The top contenders are his sister, Kim Yo-jong, who plays a role in running the country, his cousin and his uncle.
“His sister seems to be the leading candidate. The basis of her claim is that she is part of his lineage,” Dr Habib said.
“She has held official roles. She’s not integrated into the hard-core institutional roles of the party and military, but she has had diplomatic roles.”
If it was to transpire, and Ms Kim became leader, she would be the first female dictator in modern history.
But like all countries, North Korea is not immune to the glass ceiling.
Both sides of the demilitarised zone embrace strong Confucius traditions in regards to gender politics.
But it is important to point out that didn’t stop South Korea from having a female president, Mr Habib said.
“South Korea has had a female president, who was the daughter of a dictator,” he said.
“It’s not like it can’t happen, but it would be a new step in North Korean politics.”
Another disruption to her claim would be her age.
“She’s young. She’s only 32. Granted, she is older than Kim Jong-un when he took power but being relatively young and female in a patriarchal system, they’re two crosses against the claim.”
The dictator’s uncle Kim Pyong-il has also emerged as a possible candidate.
The 65-year-old almost had the top job, but was passed over for his brother, Mr Kim’s dad, who ruled the regime from 1994 until 2011.
As a consolidation prize, Pyong-il spent 40 years abroad as a diplomat in Hungary, Bulgaria, Finland, Poland and the Czech Republic before he returned to his country last year.
He now lives under house arrest.
North Korean watchers say he could get the top job became he is a man, but many are sceptical he has no real power in the regime.
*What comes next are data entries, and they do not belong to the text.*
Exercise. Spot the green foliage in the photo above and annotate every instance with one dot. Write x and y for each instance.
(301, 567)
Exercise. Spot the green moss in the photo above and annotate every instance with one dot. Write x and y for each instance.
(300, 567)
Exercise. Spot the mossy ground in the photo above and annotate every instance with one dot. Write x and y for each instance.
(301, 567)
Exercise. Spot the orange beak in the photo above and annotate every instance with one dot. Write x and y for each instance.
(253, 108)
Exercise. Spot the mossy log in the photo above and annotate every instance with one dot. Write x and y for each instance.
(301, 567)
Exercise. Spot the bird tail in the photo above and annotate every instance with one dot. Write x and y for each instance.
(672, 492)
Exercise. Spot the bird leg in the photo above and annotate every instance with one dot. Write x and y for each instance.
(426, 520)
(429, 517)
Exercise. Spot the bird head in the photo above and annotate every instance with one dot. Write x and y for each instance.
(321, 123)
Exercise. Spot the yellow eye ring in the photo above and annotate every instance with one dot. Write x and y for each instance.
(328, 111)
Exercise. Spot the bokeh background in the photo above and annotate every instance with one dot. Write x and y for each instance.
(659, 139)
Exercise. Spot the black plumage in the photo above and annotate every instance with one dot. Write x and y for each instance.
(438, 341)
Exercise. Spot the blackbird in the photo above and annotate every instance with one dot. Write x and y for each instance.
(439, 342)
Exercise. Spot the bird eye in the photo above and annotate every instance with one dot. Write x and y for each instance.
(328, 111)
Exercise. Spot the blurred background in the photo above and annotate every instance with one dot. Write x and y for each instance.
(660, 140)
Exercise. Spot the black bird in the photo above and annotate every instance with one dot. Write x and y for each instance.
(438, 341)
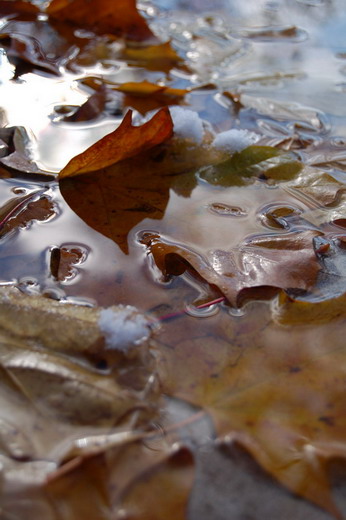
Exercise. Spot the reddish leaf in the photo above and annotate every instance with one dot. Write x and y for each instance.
(23, 210)
(278, 390)
(29, 51)
(120, 18)
(276, 261)
(126, 141)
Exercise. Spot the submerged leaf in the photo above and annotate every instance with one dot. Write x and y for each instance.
(276, 390)
(126, 141)
(263, 263)
(28, 50)
(263, 162)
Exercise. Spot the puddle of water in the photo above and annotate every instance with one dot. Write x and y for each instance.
(274, 68)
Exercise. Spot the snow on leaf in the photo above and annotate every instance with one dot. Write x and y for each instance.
(277, 390)
(120, 18)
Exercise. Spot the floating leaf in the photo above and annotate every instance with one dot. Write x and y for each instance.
(264, 162)
(91, 109)
(153, 57)
(277, 390)
(126, 141)
(28, 50)
(262, 263)
(120, 18)
(135, 480)
(145, 96)
(20, 212)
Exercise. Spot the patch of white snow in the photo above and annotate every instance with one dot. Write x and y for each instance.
(187, 124)
(123, 327)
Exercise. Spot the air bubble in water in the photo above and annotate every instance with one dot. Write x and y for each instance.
(226, 210)
(205, 312)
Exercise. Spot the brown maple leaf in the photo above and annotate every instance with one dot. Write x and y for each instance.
(126, 141)
(120, 18)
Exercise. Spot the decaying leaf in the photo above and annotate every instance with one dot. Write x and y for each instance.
(132, 482)
(27, 49)
(263, 262)
(126, 141)
(230, 366)
(21, 211)
(154, 57)
(120, 18)
(91, 109)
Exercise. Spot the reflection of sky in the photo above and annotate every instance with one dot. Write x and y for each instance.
(310, 71)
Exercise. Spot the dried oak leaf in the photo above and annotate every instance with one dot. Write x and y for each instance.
(145, 96)
(21, 211)
(116, 199)
(135, 481)
(23, 9)
(256, 267)
(126, 141)
(91, 109)
(160, 57)
(278, 390)
(120, 18)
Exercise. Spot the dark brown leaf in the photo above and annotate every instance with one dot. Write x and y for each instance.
(120, 18)
(126, 141)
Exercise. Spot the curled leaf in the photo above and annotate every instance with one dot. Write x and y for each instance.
(126, 141)
(120, 18)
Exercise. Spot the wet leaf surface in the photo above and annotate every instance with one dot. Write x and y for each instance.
(235, 255)
(126, 141)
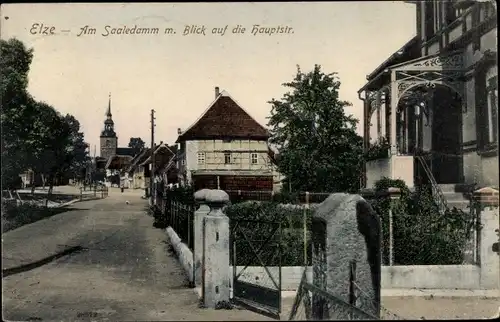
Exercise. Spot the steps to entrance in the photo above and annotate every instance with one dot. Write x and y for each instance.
(454, 198)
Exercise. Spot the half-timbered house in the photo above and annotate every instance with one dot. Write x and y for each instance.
(226, 148)
(431, 109)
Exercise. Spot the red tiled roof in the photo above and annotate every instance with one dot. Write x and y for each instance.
(225, 119)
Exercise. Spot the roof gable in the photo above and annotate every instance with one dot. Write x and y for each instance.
(225, 118)
(126, 151)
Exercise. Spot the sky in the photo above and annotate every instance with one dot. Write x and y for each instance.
(75, 68)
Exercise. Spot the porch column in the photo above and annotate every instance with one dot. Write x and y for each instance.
(366, 131)
(215, 259)
(366, 120)
(378, 106)
(394, 106)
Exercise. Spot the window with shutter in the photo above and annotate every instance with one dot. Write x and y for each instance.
(486, 111)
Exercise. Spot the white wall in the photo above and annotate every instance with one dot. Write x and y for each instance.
(241, 151)
(375, 170)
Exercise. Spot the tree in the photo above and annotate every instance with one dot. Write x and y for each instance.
(15, 60)
(137, 144)
(317, 142)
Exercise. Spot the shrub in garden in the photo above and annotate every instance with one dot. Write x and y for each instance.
(421, 234)
(15, 215)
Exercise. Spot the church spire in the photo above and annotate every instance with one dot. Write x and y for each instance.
(108, 113)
After Mr Kim took power in 2011 he went on a purge, executing his uncle and, it’s believed, ordering the assassination of his half-brother.
The fact that Kim Pyong-il survived, some believe shows he was never a serious challenger.
One member of the South Korean parliament’s intelligence committee, Kim Byung-ki, said on Sunday there was no likelihood of Pyong-il becoming a successor.
“I laugh off these theories,” he said on social media.
Another contender could be Kim’s cousin, Kim Han-sol.
He’s young, progressive, and his uncle had his father killed in one of the biggest scandals of 2017.
Politics can be a costly family affair.
Han-sol may be the right gender and have the right blood, but he’s been out of the game for a long time, having fled the country at a young age when his family fell out of favour with the regime.
He has been a outspoken advocate for reunification with South Korea, and after the murder of his father at a Malaysian airport in 2017, he posted a video from an unknown location, revealing he had gone into hiding with his mother and sister.
“He’s got the family link, but he is also the son of someone who was executed, so that’s a real long shot,” Dr Habib said.
The wild card
Another option could be a complete wild card.
“If it’s going to be a wild card, it will be someone from the military. If you look at South Korea, [it has a] history of coups and dictatorships that bears that out.”
North Korea’s elite all have a vested interest in keeping the regime going, but an opening for the most prestigious position, with no clear successor, could mean big trouble.
And that’s not just with those playing for power, but for the 25 million people who live in the country.
“You’ve got to be careful what you wish for, Dr Habib said.
“You’ve got a ruthless authoritarian leader who has presided over a criminal government but at the same time, if he dies, it unleashes possibilities for instability for the North Korean people.”